[SRU] rabbitmq-server does not properly shutdown

Bug #1784757 reported by Ivan Kurnosov on 2018-08-01
34
This bug affects 6 people
Affects Status Importance Assigned to Milestone
rabbitmq-server (Debian)
Fix Released
Unknown
rabbitmq-server (Ubuntu)
Medium
Unassigned
Bionic
Medium
Unassigned
Cosmic
Medium
Unassigned

Bug Description

[Impact]
TBD

[Test Case]
TBD

[Regression Potential]
TBD

[Fix]
TBD

The fix is available upstream in Debian as of 3.7.6, so would need backported for bionic and cosmic:

 rabbitmq-server | 3.5.7-1 | xenial | source, all
 rabbitmq-server | 3.6.10-1 | bionic | source, all
 rabbitmq-server | 3.6.10-1 | cosmic | source, all
 rabbitmq-server | 3.7.8-4ubuntu2 | disco | source, all
 rabbitmq-server | 3.7.8-4ubuntu2 | eoan | source, all

[Discussion]
TBD

[Original Report]
When I run `systemctl restart rabbitmq-server` it waits for 90 seconds then systemd sends SIGKILL to it.

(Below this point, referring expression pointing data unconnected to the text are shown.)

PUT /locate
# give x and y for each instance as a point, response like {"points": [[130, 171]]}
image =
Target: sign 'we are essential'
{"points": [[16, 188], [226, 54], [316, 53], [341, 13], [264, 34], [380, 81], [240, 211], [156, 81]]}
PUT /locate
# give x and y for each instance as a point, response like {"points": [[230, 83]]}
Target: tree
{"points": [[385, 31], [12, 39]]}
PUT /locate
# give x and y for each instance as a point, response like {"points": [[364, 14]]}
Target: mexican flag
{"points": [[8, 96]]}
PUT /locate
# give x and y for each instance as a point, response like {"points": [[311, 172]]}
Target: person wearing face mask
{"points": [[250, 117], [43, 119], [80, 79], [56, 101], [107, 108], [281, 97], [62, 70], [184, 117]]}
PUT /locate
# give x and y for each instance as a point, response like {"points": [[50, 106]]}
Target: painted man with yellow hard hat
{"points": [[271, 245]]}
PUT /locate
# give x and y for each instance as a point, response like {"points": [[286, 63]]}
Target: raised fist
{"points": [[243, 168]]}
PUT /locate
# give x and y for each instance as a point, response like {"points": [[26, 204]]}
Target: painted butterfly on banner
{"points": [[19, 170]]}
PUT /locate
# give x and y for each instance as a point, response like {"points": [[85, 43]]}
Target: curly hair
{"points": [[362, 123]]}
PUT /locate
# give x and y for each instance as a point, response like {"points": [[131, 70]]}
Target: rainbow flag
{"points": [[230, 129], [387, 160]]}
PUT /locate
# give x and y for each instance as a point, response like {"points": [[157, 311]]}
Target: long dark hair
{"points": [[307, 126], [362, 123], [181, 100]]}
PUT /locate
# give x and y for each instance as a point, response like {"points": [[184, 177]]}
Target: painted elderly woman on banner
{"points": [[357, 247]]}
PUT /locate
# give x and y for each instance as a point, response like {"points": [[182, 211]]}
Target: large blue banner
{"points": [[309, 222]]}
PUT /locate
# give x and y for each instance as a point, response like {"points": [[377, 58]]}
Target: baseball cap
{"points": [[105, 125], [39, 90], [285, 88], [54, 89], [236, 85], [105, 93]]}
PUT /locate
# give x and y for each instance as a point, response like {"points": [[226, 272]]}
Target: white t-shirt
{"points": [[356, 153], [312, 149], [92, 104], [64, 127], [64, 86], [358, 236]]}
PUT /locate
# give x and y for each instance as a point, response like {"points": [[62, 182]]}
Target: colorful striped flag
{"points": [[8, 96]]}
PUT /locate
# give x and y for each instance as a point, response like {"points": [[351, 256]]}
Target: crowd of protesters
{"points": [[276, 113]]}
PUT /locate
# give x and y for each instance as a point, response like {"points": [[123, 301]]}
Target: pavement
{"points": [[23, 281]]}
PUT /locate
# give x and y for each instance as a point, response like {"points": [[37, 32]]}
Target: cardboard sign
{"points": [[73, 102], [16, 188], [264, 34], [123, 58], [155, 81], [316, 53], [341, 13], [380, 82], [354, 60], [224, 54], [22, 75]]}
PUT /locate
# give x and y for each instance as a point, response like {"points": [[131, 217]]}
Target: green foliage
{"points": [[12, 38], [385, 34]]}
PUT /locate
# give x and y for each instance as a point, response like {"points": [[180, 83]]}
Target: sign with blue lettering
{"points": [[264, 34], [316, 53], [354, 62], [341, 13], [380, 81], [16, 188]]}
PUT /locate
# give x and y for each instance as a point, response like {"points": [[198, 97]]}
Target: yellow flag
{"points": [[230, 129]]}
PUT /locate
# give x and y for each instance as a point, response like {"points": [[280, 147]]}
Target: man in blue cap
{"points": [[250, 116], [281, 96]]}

Presumably the `epmd` process does not receive SIGTERM, since if I run `kill 1493` (or whatever pid it currently is) then restart happens straight after that successfully

● rabbitmq-server.service - RabbitMQ Messaging Server
   Loaded: loaded (/lib/systemd/system/rabbitmq-server.service; enabled; vendor preset: enabled)
   Active: deactivating (final-sigterm) since Wed 2018-08-01 01:17:04 UTC; 7s ago
  Process: 1183 ExecStop=/usr/sbin/rabbitmqctl stop (code=exited, status=0/SUCCESS)
  Process: 178 ExecStartPost=/usr/lib/rabbitmq/bin/rabbitmq-server-wait (code=exited, status=0/SUCCESS)
  Process: 177 ExecStart=/usr/sbin/rabbitmq-server (code=killed, signal=TERM)
 Main PID: 177 (code=killed, signal=TERM)
    Tasks: 1 (limit: 4915)
   CGroup: /system.slice/rabbitmq-server.service
           └─1493 /usr/lib/erlang/erts-9.2/bin/epmd -daemon

Aug 01 01:11:20 rmq-1 systemd[1]: rabbitmq-server.service: Failed to reset devices.list: Operation not permitted
Aug 01 01:11:20 rmq-1 systemd[1]: Starting RabbitMQ Messaging Server...
Aug 01 01:11:25 rmq-1 rabbitmq[178]: Waiting for 'rabbit@rmq-1'
Aug 01 01:11:25 rmq-1 rabbitmq[178]: pid is 204
Aug 01 01:11:30 rmq-1 systemd[1]: Started RabbitMQ Messaging Server.
Aug 01 01:17:04 rmq-1 systemd[1]: Stopping RabbitMQ Messaging Server...
Aug 01 01:17:06 rmq-1 rabbitmq[1183]: Stopping and halting node 'rabbit@rmq-1'

Robie Basak (racb) wrote :

Thank you for taking the time to report this bug and helping to make Ubuntu better. Please execute the following command only once, as it will automatically gather debugging information, in a terminal:
apport-collect 1784757

When reporting bugs in the future please use apport by using 'ubuntu-bug' and the name of the package affected. You can learn more about this functionality at https://wiki.ubuntu.com/ReportingBugs.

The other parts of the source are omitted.